Because we had formed such a friendship that felt like a sign — a good sign, but there was a pressure going into the session. But Tove is just one of the most talented and unique pop song voices and writers, and she’s somebody in complete creative control of her pen and to her ability to kind of just say things that other people weren’t saying. So with “Pineapple Slice,” some of the lyrics are really out there, dirty lyrics, and I just love that Tove pulls them off so effortlessly and it doesn’t feel conceited. She’s just expressing herself to the most.
“Pineapple Slice” was the second one that we did. We were in a flow by then and pretty comfortable, so it just came very naturally at that point. And again, it’s another record where we’re just having a lot of fun.
Jessie Ware – “Hot N Heavy”
One of the reasons I signed [to PMR Records] was because Jessie Ware was on the label, and when I signed, I did a remix for Jessie — one of the first things that I released as SG Lewis. I’ve always wanted to record with Jessie and I knew her a bit just from being labelmates, but we tried a few things and never quite nailed something.
Then we got in the studio with Shun [Shungudzo Kuyimba] and Danny Parker and we were writing. And it was a Sunday and I think I was hungover. Jessie has a very wonderful host vibe to her. She brings snacks to the studio and she’s very warm and friendly. We were really just hanging out and then the song happened very naturally. We worked on “Hot N Heavy” and it was pretty much exactly as you hear on the release by the end of the session.
But the thing I remember the most about that day was finishing the song and all going for a Sunday roast in London, because both Shun and Danny are Americans, so we went to a pub and had a roast dinner in West London. It was the most ordinary thing following quite an extraordinary thing. We were in a room writing these sweaty dance-pop songs and then went for a very wholesome roast. It was a day of yin and yang for sure.
SG Lewis – “Lifetime”
There’s a song called “Lifetime” on the album. Basically, I’d been at a residential studio working, sort of locked off from the rest of the world, again in the pandemic. I would go into these residential studios and I would invite a couple friends that I write with to just live for a month and we would lock ourselves away and work on music nonstop. It was a really intense but fruitful way of working on music.

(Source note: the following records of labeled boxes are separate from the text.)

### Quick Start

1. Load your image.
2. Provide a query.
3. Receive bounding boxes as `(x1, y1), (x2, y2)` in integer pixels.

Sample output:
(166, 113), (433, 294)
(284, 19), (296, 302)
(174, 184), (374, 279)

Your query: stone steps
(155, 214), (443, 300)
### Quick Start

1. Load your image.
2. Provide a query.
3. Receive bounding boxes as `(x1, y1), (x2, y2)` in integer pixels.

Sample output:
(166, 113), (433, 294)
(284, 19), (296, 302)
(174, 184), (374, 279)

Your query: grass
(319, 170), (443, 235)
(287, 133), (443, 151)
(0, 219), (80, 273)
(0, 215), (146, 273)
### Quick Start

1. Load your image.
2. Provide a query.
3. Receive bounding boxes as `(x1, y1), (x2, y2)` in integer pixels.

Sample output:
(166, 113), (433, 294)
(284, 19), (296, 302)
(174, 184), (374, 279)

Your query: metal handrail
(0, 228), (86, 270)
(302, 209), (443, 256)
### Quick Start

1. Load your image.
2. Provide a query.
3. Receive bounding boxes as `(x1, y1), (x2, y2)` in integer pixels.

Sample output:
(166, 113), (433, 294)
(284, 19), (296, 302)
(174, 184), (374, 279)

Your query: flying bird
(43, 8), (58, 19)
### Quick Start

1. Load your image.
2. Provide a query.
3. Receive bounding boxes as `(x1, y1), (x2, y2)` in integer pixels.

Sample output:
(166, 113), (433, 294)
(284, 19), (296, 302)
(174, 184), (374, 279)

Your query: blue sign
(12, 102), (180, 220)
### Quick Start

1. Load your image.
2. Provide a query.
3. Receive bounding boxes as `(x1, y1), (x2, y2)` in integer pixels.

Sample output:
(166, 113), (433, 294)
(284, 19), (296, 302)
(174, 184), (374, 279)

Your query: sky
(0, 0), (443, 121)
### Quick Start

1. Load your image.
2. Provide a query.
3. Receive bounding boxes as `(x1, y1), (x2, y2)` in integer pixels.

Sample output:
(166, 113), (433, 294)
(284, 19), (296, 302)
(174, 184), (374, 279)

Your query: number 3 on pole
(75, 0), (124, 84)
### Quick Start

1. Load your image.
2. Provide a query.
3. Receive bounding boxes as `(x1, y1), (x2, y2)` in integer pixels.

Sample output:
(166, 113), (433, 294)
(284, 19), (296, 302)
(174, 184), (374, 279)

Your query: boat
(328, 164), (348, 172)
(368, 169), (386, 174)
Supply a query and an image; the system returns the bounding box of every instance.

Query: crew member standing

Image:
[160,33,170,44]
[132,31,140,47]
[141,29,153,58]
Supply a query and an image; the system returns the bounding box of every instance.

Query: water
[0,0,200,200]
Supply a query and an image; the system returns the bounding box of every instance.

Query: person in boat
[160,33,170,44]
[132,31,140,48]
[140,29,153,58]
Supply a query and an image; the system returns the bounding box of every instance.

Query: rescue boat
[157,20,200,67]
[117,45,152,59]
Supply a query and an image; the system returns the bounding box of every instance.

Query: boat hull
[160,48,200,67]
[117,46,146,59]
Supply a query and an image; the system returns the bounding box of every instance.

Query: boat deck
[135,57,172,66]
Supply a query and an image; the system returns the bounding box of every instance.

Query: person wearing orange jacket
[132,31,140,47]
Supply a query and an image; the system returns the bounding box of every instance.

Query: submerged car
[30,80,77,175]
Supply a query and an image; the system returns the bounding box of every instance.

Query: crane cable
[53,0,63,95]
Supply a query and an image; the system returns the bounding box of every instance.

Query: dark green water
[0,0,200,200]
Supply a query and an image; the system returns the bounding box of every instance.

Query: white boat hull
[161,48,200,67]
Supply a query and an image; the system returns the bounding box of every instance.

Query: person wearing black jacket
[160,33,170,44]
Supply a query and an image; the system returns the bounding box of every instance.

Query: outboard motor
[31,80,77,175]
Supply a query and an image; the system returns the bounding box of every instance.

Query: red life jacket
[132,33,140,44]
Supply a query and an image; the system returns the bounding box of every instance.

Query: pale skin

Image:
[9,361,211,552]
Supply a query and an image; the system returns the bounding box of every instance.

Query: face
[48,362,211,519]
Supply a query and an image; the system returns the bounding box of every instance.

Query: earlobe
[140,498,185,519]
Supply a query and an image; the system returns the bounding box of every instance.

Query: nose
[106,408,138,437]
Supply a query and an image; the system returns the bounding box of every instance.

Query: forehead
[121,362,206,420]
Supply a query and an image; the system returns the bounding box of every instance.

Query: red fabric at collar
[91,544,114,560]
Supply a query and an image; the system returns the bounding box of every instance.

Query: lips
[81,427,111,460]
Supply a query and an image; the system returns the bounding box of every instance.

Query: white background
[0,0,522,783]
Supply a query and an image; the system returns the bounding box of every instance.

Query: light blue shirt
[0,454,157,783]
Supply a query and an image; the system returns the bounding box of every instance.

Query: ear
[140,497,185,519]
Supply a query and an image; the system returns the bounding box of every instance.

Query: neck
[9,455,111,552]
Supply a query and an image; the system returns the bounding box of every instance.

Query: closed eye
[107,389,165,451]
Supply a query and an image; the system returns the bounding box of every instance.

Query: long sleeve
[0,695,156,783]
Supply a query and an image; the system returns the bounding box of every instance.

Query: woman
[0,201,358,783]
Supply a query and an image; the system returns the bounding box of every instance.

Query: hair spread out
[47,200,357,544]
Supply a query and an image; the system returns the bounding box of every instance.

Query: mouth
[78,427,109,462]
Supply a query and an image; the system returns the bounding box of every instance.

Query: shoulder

So me, Ed Drewett, Ruben James and Jay Moon were all there, and we’ve been working all week. We were having some dinner and we were drinking a bit. Ed told us the story of how he met his wife, Daisy — he met his now wife when he was 12 years old. He walks up to her in a shopping mall in Essex in the UK and is like, “Hey, can I have your number?” and they shyly exchanged numbers. So for the best part of like 15 years, they were friends and they grew up together and they were always dating other people but it was always this unspoken bond that they had never quite admit to.
Then, Ed was on a flight home from LA and he had been drinking and he was like, “Fuck it, I have to tell her,” so he pulled his phone out and he was like, “I’ve waited my entire lifetime to tell you, but I’m completely in love with you.” And she was like, “I love you too,” and that was the start of them actually becoming now husband and wife. But that story resonated with us so much that we ran straight to the studio room and started playing some chords. The first words that I started singing were, “I’ve waited for a lifetime to tell you, I love you.” Everything expanded from there.
I just have really fond memories of it being midnight and looping the chorus without the drums and then sat outside smoking a cigarette. I remember being really happy about how that song felt. I’m really proud of it. That song has a special place for me.